This butternut squash casserole recipe makes a hearty casserole that I’ll serve the family on a cold night. It really is a one stop shop. It combines a whopping dose of vitamin a and vitamin c, as well as a hefty serving of protein from eggs and cheese. All wrapped up in an easy to make casserole. I like to serve this with a simple salad with a creamy dressing, and buttered rolls. You’ll find that this butternut squash recipe is one of those dishes that tastes even better the next night, so we always plan for left overs.

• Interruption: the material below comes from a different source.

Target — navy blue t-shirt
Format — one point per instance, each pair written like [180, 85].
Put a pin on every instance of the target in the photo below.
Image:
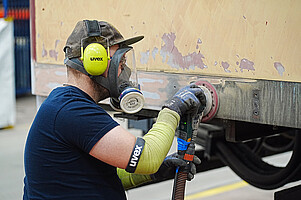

This butternut squash casserole recipe calls for 3 pounds of delicious butternut squash. If you’re like me, preparing a hard squash is my least favorite activity. I’d rather be…well, pretty much doing anything else.  Luckily, David actually loves to prep veggies. He is pretty good and fast about it, too. I know, I’m pretty lucky, right? If the cutting and peeling of this amount of squash is up to me,  I’ll buy the squash pre-cut and peeled. This usually saves me a ton of time doing the prep work. Of course, if I am lucky enough to come across fresh squash from a local garden, I’ll endure the prepping hardship. The squash’s flavor is so much better, and more nutritious. If you’ve never tried butternut squash for New Hampshire, you really need to! There is nothing quite as good.

You’ll notice that I season the breadcrumb topping with herbs. My favorite is herbs de province, as it gives this dish a “holiday” type of flavor. I’ve found that parsely is also very good, and a bit more mild.  I prefer the topping to really stand out, and find that if I season it with salt and pepper, it brings out the flavor of the herbs much more.